Opened 7 years ago
Last modified 6 years ago
#43147 new enhancement
Introduce `esc_html_comment` and translation related functions
Reported by: | jipmoors | Owned by: | |
---|---|---|---|
Milestone: | Awaiting Review | Priority: | normal |
Severity: | normal | Version: | |
Component: | Formatting | Keywords: | has-patch has-unit-tests 2nd-opinion |
Focuses: | Cc: |
Description
Triggered by the following PR on Yoast SEO #8687 I saw the need for esc_html_comment
functionality in WordPress.
This patch is based on the current API for formatting and escaping functions.
The implementation is based on the specifications found on the HTML specifications page.
I've added unit tests to cover the situations that I could come up with.
Attachments (3)
Change History (12)
#3
@
7 years ago
@jdgrimes thanks for noticing, have created an updated patch with proper implementation.
#4
@
7 years ago
- Keywords 2nd-opinion added
I don't personally think this is needed myself.
The whole premise of the need for it is not being able to trust the data you're outputting, which if it's not hard coded, sounds like it should be being sanitised rather than escaped. WordPress also trusts translations inherently, meaning you should fix a translation that contains rogue HTML rather than simply attempting to escape the bad translations.
#5
follow-up:
↓ 7
@
7 years ago
@dd32 I personally never trust the translations, because they are outside of a developer's control.

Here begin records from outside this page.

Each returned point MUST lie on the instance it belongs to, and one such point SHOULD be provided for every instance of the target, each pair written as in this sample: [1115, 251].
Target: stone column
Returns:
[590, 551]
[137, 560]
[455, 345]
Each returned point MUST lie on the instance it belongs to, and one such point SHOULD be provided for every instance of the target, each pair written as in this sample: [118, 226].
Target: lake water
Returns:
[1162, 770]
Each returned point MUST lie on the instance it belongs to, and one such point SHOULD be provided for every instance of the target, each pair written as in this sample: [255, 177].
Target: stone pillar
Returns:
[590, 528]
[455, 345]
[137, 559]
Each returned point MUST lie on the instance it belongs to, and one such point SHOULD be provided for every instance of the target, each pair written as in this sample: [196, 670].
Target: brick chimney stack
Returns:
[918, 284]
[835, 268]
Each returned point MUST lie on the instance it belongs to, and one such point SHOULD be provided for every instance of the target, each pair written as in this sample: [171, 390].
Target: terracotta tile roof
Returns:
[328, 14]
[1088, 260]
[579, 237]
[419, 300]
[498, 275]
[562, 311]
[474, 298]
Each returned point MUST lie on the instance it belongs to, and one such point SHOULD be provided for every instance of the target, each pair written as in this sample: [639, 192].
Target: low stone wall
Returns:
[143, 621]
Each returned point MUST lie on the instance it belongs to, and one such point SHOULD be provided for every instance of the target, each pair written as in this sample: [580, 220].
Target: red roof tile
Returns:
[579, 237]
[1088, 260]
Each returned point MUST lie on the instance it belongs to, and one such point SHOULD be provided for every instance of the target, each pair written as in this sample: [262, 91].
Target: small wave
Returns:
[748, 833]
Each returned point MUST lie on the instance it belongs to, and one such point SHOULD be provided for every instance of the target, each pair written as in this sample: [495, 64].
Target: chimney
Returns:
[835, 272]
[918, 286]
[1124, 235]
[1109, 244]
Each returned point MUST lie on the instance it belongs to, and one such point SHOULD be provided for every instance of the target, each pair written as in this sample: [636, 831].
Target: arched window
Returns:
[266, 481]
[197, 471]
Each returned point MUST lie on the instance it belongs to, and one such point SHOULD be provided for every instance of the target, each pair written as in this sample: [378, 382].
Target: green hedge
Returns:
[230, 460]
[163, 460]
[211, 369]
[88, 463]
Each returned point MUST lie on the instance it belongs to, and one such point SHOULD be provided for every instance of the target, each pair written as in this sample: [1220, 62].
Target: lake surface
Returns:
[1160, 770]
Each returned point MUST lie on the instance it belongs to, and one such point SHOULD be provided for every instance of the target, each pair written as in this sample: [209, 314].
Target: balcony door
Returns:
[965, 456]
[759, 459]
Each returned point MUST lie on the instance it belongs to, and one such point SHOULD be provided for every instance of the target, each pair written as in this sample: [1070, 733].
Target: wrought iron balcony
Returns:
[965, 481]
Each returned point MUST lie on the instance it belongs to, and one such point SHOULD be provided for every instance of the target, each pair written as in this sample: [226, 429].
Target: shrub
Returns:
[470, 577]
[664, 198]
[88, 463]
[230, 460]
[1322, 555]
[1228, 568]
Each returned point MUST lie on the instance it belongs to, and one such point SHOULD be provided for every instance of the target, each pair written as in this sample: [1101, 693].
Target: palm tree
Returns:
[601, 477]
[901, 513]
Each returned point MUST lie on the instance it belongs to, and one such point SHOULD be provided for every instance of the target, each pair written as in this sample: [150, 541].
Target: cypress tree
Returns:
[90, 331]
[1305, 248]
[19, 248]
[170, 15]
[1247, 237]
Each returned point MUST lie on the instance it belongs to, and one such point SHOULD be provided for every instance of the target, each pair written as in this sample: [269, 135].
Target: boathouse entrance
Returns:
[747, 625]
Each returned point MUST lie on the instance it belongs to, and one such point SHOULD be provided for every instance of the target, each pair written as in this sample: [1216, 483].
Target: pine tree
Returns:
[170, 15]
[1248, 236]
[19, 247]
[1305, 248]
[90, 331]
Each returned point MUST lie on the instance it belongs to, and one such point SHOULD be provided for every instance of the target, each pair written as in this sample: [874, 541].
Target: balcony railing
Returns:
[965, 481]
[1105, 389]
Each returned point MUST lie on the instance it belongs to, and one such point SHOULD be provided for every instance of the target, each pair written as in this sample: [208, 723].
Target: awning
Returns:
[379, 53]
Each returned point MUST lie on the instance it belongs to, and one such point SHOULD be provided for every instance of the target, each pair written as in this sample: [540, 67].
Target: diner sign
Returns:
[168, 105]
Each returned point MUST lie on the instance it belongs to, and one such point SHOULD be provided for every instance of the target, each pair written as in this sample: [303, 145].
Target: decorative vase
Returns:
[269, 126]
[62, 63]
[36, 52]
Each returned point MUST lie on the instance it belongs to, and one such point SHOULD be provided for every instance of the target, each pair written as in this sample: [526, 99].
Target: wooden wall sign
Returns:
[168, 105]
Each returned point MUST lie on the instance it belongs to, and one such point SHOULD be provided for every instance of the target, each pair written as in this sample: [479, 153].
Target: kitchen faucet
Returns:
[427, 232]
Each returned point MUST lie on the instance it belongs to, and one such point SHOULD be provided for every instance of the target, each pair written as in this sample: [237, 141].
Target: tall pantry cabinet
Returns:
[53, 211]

When you say "WordPress also trusts translations inherently", do you have something definitive you can point me to? I tried to read up on it, but all I found was (mostly implicit) recommendations to escape anything that will be rendered into HTML.

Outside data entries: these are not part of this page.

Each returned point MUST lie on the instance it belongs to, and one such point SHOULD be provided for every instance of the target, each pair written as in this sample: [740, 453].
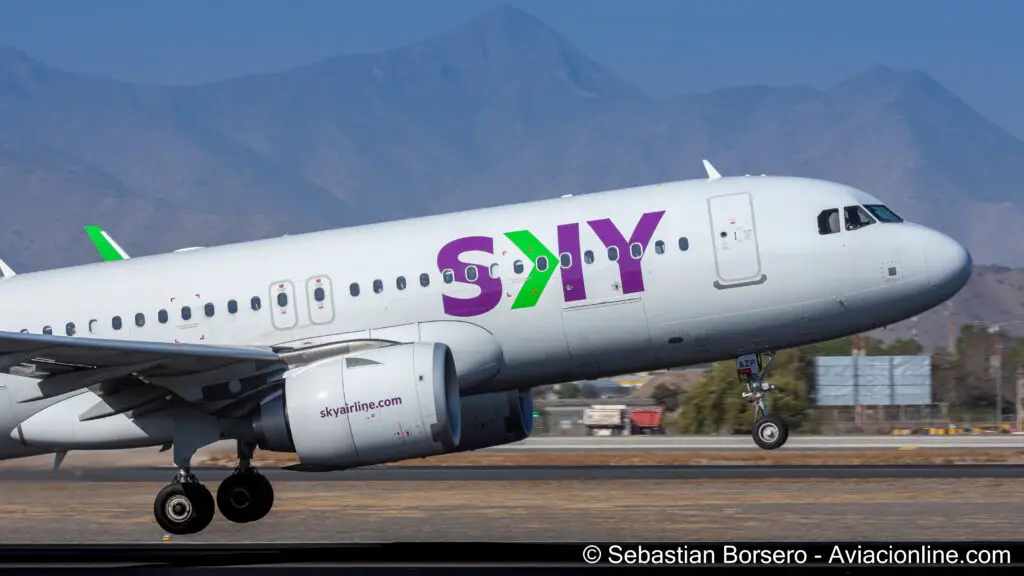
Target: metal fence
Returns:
[872, 380]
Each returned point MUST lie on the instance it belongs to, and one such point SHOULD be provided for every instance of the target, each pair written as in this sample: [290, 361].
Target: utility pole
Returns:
[1020, 398]
[995, 363]
[950, 331]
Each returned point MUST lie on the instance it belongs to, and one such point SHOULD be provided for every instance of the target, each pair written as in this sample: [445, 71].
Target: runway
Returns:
[569, 509]
[540, 474]
[732, 443]
[653, 443]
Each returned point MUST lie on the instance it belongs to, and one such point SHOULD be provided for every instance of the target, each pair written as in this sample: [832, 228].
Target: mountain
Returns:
[499, 110]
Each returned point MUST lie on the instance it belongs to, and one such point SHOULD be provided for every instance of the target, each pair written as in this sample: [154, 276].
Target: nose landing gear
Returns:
[769, 432]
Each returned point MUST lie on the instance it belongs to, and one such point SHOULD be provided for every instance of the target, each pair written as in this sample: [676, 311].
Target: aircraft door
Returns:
[592, 329]
[283, 304]
[320, 294]
[734, 236]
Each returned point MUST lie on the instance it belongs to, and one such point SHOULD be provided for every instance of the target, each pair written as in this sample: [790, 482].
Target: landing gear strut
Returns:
[769, 432]
[185, 506]
[246, 495]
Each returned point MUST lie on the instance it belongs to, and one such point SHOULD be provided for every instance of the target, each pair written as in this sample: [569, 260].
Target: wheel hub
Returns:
[240, 498]
[769, 433]
[178, 508]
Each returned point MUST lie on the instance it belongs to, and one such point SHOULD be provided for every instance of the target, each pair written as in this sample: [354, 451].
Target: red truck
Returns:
[646, 420]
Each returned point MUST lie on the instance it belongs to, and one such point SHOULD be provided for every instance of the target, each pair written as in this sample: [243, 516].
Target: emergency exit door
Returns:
[735, 239]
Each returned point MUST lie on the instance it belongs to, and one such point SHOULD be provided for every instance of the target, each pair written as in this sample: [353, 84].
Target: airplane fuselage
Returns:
[562, 289]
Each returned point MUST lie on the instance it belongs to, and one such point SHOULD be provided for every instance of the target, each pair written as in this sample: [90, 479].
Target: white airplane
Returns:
[411, 338]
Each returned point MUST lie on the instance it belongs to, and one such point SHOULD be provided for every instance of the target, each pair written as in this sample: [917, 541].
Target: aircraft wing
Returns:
[75, 363]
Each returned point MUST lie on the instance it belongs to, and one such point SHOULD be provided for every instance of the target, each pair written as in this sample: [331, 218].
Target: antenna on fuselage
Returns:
[712, 172]
[6, 271]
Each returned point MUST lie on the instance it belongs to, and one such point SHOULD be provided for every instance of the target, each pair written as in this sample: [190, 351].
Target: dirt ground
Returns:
[564, 510]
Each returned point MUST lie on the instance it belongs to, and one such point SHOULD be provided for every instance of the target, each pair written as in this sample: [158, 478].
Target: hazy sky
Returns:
[975, 47]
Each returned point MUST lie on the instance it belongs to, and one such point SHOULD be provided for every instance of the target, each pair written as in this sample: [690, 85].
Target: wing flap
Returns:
[64, 383]
[168, 359]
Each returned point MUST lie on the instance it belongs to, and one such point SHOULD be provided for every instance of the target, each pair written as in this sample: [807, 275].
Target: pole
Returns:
[1020, 399]
[996, 364]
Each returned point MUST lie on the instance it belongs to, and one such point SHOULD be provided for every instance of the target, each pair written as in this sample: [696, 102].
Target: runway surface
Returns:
[555, 510]
[721, 443]
[652, 443]
[538, 474]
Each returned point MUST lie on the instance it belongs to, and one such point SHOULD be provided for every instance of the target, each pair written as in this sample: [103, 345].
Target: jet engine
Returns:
[496, 418]
[375, 406]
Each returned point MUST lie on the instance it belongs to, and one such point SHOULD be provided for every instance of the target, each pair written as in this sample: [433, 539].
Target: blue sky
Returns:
[975, 47]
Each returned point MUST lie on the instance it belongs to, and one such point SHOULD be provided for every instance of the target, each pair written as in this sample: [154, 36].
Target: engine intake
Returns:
[370, 407]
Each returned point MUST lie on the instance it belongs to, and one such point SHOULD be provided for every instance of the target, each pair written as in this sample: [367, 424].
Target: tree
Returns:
[666, 396]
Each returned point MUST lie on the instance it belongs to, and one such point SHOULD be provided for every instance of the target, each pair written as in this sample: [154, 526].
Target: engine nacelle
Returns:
[496, 418]
[376, 406]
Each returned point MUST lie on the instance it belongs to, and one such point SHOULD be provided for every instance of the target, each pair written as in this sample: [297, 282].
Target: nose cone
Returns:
[948, 263]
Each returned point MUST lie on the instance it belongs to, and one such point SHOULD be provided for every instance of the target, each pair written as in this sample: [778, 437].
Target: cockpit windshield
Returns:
[857, 217]
[883, 213]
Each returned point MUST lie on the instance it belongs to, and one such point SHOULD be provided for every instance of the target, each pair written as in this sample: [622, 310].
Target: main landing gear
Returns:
[769, 432]
[185, 506]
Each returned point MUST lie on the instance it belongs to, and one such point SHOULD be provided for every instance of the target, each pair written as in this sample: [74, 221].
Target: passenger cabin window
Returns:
[857, 217]
[828, 221]
[883, 213]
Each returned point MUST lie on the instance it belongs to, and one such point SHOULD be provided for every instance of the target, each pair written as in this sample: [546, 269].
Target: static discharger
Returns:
[712, 172]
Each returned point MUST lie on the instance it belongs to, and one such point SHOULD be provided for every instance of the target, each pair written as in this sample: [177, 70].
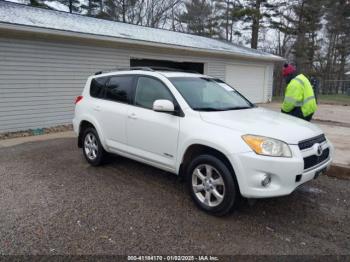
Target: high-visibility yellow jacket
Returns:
[299, 93]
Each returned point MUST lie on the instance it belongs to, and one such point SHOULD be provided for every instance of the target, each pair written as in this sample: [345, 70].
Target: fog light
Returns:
[266, 181]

Also, "fix a translation that contains rogue HTML" is not technically possible in a lot of cases, as translations can just be uploaded to sites as additional (potentially rogue) files.
I personally see the value in this, especially since we decided to use HTML comments as our content data structure.
#6
@
7 years ago
There is one more argument to consider, we can escape all of the ways to communicate with data: json, SQL, HTML, JavaScript. HTML comments are part of this domain, if not escaped properly they will cause side-effects and unwanted behaviour.
#7
in reply to:
↑ 5
@
7 years ago
Replying to schlessera:
@dd32 I personally never trust the translations, because they are outside of a developer's control.
While that's your preference, WordPress itself trusts it's translations from translate.wordpress.org, and suggest that if you're running other translations you need to trust the source of those strings. If you're unable to trust them, you've got potentially larger issues than random extra html tags in said strings, and you should probably review them before shipping them out.
When you say "WordPress also trusts translations inherently", do you have something definitive you can point me to? I tried to read up on it, but all I found was (mostly implicit) recommendations to escape anything that will be rendered into HTML.
https://core.trac.wordpress.org/ticket/30724 is probably the best reference I have right now.
Unfortunately most references, such as the codex, have been updated to suggest escaping everything or running it through kses, even though it's not recommended or suggested as required by core. Unfortunately a certain PHPCS ruleset suggested escaping everything at some point and went against cores implicit "we trust translation strings".
#8
@
7 years ago
@dd32 Thanks for the link to the ticket. That discussion should be transcribed into the handbook somewhere, I think.
I can understand this stance for Core, but I don't think this would apply for plugins or themes. If I'm not mistaken, one plugin can easily install language files that provide translations for other plugins/themes. These are just random additional files that no-one will care about.
The spec says that a comment cannot "contain two consecutive U+002D HYPHEN-MINUS characters (
--
)". However, the patch seems to only disallow--
at the beginning of the comment text, not anywhere within it.